Finding the other elements of order 8

Question

Suppose that G is a cyclic group and that 6 divides the order of G. How many elements of order 6 does G have? If 8 divides order of G, how many elements of order 8 does G have? If a is an element of order 8, what are the other elements of order 8?

Using the Euler phi totient:

There are 2 elements of order 6. There are 4 elements of order 8.

If a is an element of order 8, that leaves 3 other elements of order 8.

The order of G is clearly 24 by the least common multiple of 8 and 6.

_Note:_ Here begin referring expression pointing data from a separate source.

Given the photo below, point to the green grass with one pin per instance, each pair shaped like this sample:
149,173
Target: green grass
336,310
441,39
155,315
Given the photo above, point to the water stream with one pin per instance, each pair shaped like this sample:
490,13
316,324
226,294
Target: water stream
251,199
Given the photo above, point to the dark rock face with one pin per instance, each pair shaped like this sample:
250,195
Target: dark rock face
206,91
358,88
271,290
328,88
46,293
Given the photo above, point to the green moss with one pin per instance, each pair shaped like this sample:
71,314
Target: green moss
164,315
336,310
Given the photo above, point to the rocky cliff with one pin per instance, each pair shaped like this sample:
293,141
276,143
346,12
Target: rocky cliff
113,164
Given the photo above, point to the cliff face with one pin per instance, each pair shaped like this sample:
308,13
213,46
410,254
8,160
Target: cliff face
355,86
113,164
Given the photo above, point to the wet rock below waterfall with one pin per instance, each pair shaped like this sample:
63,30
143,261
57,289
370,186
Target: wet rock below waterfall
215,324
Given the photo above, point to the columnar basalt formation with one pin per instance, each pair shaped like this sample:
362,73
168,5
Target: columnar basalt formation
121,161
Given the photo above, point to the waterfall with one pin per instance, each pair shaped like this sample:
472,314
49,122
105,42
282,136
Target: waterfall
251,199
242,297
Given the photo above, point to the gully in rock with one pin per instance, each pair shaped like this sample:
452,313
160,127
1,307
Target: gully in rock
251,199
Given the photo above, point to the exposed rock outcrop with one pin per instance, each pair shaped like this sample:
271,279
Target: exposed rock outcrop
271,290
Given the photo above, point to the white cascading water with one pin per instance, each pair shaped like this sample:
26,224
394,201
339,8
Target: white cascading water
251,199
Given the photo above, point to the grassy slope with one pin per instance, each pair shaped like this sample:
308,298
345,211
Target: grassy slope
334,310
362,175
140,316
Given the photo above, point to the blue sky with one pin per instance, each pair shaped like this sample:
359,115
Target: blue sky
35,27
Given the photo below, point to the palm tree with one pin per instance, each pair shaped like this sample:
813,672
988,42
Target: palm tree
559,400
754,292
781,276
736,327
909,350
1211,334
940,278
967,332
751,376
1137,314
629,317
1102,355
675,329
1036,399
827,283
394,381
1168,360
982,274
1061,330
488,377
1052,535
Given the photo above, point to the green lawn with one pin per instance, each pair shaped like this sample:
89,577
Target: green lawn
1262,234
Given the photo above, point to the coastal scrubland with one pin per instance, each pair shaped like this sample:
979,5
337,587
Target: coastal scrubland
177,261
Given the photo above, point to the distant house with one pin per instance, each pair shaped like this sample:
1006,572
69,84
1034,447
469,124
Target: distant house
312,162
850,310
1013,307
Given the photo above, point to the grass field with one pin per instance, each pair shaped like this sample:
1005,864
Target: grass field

I used the fact that for any positive integer k, the order of an element $a^{k}$ is n/gcd(n,k). This gives $a^{3}$ as another element of order 8. But this is where I cannot further my attempt.

Any hint is appreciated. Thanks in advance.

Answer 1

A cyclic group of order $n$ has exactly one subgroup of order $d$ for each $d$ dividing $n$.

This subgroup is cyclic and has $\phi(d)$ elements of order $d$.

The elements of order $d$ are $h^i$ for $\gcd(i,d)=1$, where $h$ is an element of order $d$.

All this does not depend on $n$.

Answer 2

Question

Suppose that $G$ is a cyclic group and that $6$ divides the order of $G$.

1. How many elements of order $6$ does $G$ have?
2. If $8$ divides order of $G$, how many elements of order $8$ does $G$ have?
3. If $a$ is an element of order $8$, what are the other elements of order $8$?

Answer

A cyclic group of order $n$ is isomorphic to $\Bbb Z_n$.

1. If $n=6k$ for some positive integer $k$, then finding an element with order $6$ is equivalent to solving $6x \equiv 0 \pmod{6k}$, which has exactly $6$ solutions ($0$, $k$, $2k$, $3k$, $4k$, and $5k$), so they form $1$ unique subgroup.

2. Rinse and repeat to obtain $8$.

3. Since the subgroup of order $8$ is unique, the elements are $a$, $a^3$, $a^5$, and $a^7$.